— Ты забыла... У меня же была назначена встреча с Ильей Соломоновной. Оно ведь обещало свести меня с тем рыбоглазым парнем.
— И как?
— Никак, — Б. О. странно взглянул на нее и выпил. — Ему было трудно говорить.
— Он прикусил себе язык?
— Потом расскажу. Все. Помчались отсюда!
На выезде за окружную их накрыл долгожданный дождь. К тому моменту, когда они въезжали на участок, дождь успел перерасти в настоящий ливень. Они расположились в каминной. Б. О. достал из сумки бутылку водки, налил, молча выпил.

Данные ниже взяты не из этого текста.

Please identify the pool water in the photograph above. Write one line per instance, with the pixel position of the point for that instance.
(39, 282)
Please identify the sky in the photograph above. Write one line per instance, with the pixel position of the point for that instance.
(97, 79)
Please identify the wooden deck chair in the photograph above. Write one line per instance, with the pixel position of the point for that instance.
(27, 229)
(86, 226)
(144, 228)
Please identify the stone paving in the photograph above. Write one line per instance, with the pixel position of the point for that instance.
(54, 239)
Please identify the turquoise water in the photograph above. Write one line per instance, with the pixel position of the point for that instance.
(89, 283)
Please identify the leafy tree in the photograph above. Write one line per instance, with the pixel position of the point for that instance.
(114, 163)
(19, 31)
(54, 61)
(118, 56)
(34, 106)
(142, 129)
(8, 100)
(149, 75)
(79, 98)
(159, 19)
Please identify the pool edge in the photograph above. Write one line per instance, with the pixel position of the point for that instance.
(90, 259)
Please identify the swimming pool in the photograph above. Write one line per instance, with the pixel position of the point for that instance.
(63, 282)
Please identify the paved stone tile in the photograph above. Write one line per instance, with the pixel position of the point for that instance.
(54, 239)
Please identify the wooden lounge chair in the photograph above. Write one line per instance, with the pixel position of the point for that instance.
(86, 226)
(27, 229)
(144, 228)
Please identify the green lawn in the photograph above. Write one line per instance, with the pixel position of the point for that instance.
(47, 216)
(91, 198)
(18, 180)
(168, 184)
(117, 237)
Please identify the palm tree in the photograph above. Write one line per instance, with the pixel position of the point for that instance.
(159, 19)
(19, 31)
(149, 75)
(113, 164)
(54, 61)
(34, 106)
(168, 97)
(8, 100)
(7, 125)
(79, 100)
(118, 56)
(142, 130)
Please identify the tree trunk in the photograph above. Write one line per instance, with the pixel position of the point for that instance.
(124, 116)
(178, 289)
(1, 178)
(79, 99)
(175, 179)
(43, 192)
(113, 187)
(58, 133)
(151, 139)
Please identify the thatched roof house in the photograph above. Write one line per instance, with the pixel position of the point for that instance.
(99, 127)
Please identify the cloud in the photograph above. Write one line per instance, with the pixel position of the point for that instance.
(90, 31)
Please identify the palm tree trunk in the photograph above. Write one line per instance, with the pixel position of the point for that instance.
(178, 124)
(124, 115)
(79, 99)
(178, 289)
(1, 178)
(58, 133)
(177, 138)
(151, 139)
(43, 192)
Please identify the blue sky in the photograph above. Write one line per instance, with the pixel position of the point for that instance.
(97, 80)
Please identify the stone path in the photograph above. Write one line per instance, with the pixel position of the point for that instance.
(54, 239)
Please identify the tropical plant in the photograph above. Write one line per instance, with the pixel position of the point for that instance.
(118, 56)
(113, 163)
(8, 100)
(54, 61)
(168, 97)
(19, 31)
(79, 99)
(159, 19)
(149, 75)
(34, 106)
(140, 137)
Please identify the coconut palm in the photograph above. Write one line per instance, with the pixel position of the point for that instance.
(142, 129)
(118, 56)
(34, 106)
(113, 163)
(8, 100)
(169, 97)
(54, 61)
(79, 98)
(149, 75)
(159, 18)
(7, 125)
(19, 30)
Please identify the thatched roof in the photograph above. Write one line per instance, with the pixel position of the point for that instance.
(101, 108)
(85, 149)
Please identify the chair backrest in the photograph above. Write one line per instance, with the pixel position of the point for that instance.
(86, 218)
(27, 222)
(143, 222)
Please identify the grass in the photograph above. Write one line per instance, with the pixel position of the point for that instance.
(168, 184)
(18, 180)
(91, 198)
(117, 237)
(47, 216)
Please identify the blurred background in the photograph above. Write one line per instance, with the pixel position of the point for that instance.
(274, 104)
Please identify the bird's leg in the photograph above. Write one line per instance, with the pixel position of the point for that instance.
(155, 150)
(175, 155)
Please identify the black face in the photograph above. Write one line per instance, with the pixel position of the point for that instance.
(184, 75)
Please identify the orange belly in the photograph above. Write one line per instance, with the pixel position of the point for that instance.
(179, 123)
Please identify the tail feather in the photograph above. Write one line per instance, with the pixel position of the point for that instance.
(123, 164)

— Что стряслось? — Бася присела рядом на корточки, пытаясь заглянуть Б. О. в глаза. — Почему он прикусил язык?
— Прикусил... Но только не язык.
Да, рот его этим вечером был занят страшной трапезой, если верить Крошке Цахесу, которого Б. О. встретил у входа в один из дорогих "голубых" клубов. Крошка успел уже подработать на Новинском бульваре — быстро и без особых проблем, в чистом и аккуратном подъезде, куда проникал уже не первый раз благодаря знанию кода, — а потом направился в бар. Там у входа ой повстречал отдаленно знакомого ему светловолосого человека, — да, это был тот, кто в свое время искал Илью Соломоновича.
— Мы договорились с твоим бывшим спонсором, — сказал Б. О. — Но Илья Соломонович не пришел. В баре его нет.
— А внизу? — спросил Крошка Цахес.
— Где — внизу?
— В туалете...
— Да я не смотрел. Будь другом, глянь там. Я не хочу опять в ваш бар соваться. Я подожду тебя.
И Крошка Цахес согласился выполнить эту маленькую просьбу, купил себе марочку, спустился по мраморной лестнице, миновал отделанный белым кафелем зал с широким, во всю стену, зеркалом над умывальниками, свернул направо, в помещение с кабинками — две дверцы были распахнуты, третья прикрыта, но не заперта, — и Крошка дотронулся до золотистого шара ручки. Дверца открылась.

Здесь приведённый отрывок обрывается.